5 min read
It’s about 8.15 a.m. on a Tuesday morning and I’m enjoying the short walk to work across the bridge into the city. The sky is perfect blue, it’s pleasantly warm, I’m jacket-free and I have an iced latte in hand. I reach into my bag to pull out my sunglasses and as I do I notice the guy to my left hurrying to work wrapped up in an overcoat… And the girl to my right, in a beautiful winter coat with a fur collar… What is going on?
You see this is not a Summer's day in England, this is the middle of winter in Australia.
I’m here for a short while to work from our Sydney office and the one thing I really can’t get over is this idea that it is Winter here. From the scarves and hats in shop windows to the jolly, snow-covered posters advertising “Cool Yule” parties and ice-skating rinks it all just feels a bit off.
This has made me think a lot about perspective and how we view what's right and wrong. If I put myself into the shoes of my Australian colleagues, who frequently enjoy Summer temperatures in December up to 40°C / 100°F, then I suppose these balmy temperatures that I’m currently enjoying probably do feel a bit nippy.
This same approach can often also apply to your employees. Why they do what they do, what gets them excited, what drives them forward - it’s all relevant to their individual perspectives.
Over the years I have come across various employee benefits conundrums; but one recurring theme that often emerges is low-take up. At first look it can often be baffling as to why employees aren’t racing to sign up to the various employee benefits programmes your HR team put in place; all intended to be a genuine enhancement to the employee’s position. But if you take a step back, put yourself in the position of the employee, you can usually get a better insight
Take a look at these examples:
Long-term employee benefits
It’s a universally accepted fact that we all need to plan for the future. “Need”, not “want”. This is the key here. We all know that we should invest in retirement plans, insurance policies, even basic savings - we should be prepared for the rainy days - but who really wants to think about the future?
Many companies out there will have a large proportion of young or low paid workers for whom the here and now will seem much more pressing and urgent. If you’re looking at your long term employee benefits plan and wondering why you have a low uptake, consider how you can present these in a more engaging or more relatable manner. Or perhaps you should consider what barriers are in place to prevent your staff from investing time in these employee benefits initiatives. Is it that they simply cannot afford to plan for the future? How can you change this?

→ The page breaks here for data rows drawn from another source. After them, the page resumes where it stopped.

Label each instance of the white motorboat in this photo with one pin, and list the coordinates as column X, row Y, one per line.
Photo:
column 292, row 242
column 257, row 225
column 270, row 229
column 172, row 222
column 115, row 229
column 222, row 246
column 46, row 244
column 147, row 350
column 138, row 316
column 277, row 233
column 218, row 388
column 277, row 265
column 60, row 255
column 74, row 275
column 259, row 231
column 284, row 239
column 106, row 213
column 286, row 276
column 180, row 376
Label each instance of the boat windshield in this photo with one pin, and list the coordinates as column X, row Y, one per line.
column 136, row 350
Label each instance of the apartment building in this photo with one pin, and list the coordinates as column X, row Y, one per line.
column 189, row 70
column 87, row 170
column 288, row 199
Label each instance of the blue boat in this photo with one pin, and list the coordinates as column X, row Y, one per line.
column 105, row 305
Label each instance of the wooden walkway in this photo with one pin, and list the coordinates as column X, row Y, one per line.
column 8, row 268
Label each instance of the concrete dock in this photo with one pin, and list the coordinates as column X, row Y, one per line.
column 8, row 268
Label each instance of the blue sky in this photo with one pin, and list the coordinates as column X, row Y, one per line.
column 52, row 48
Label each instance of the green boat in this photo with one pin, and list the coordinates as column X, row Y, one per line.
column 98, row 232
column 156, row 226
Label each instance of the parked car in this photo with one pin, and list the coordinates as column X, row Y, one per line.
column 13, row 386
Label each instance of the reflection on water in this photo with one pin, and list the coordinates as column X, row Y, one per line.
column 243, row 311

These things are great. Employee benefits that your employees can access now - and there are a huge number of choices out there of things you can provide. From basic discounts schemes to reward programmes, mobile health & wellbeing apps or even “buy a sexy iPad today and pay pennies from your salary each month so it barely costs you anything” types of employee benefits. Personally I can’t get enough of them - give me more, I’m fully on board!
However not all workforces are like this and figuring out why not is really important. Are your employee benefits easily accessible? As my colleague Will previously argued, far too many companies bunch these employee benefit initiatives together with other employee benefits programs that make the information hard to find or, even worse, hard to understand.
Another big point to consider is whether your employee benefit plan is giving your employees what they need? While I get hugely excited about a new perk which allows me to get a discount at West End theatre shows, it may not be altogether relevant if your workforce is based in Gibraltar… Think about who your people are and what makes them tick. This should help you understand what employee benefits they want to access day-to-day that can make a difference in their lives.
This one is obvious. There is absolutely no point in having the best reward and benefits strategy in the market unless your employees know about it and understand how to use it. A good friend of mine frequently asks me to purchase shopping vouchers for him from our RG discounts portal, which I am more than happy to help with, however given that he works for a well known multi-national I was surprised that they didn’t have an equivalent employee benefits hub available where he works. Turns out they do - they’ve just never invested resources in telling their staff about it.
In this modern world, workforces are increasingly varied in many different aspects. You may find that within your overall employee group the workforce is split into many different sub-groups, each with their own unique demographic. Don’t overlook this as too much of a challenge - use it. If you can look at each group, put yourself in their shoes and identify the key motivators from their perspective, you’ll soon find yourself having a much better understanding of what you need to give your employees.
Give them the right tools and you will see your engagement soar.
Hopefully that’s given you a bit of food for thought. As for me - I’m off to swap my sunnies for a pair of ice skates!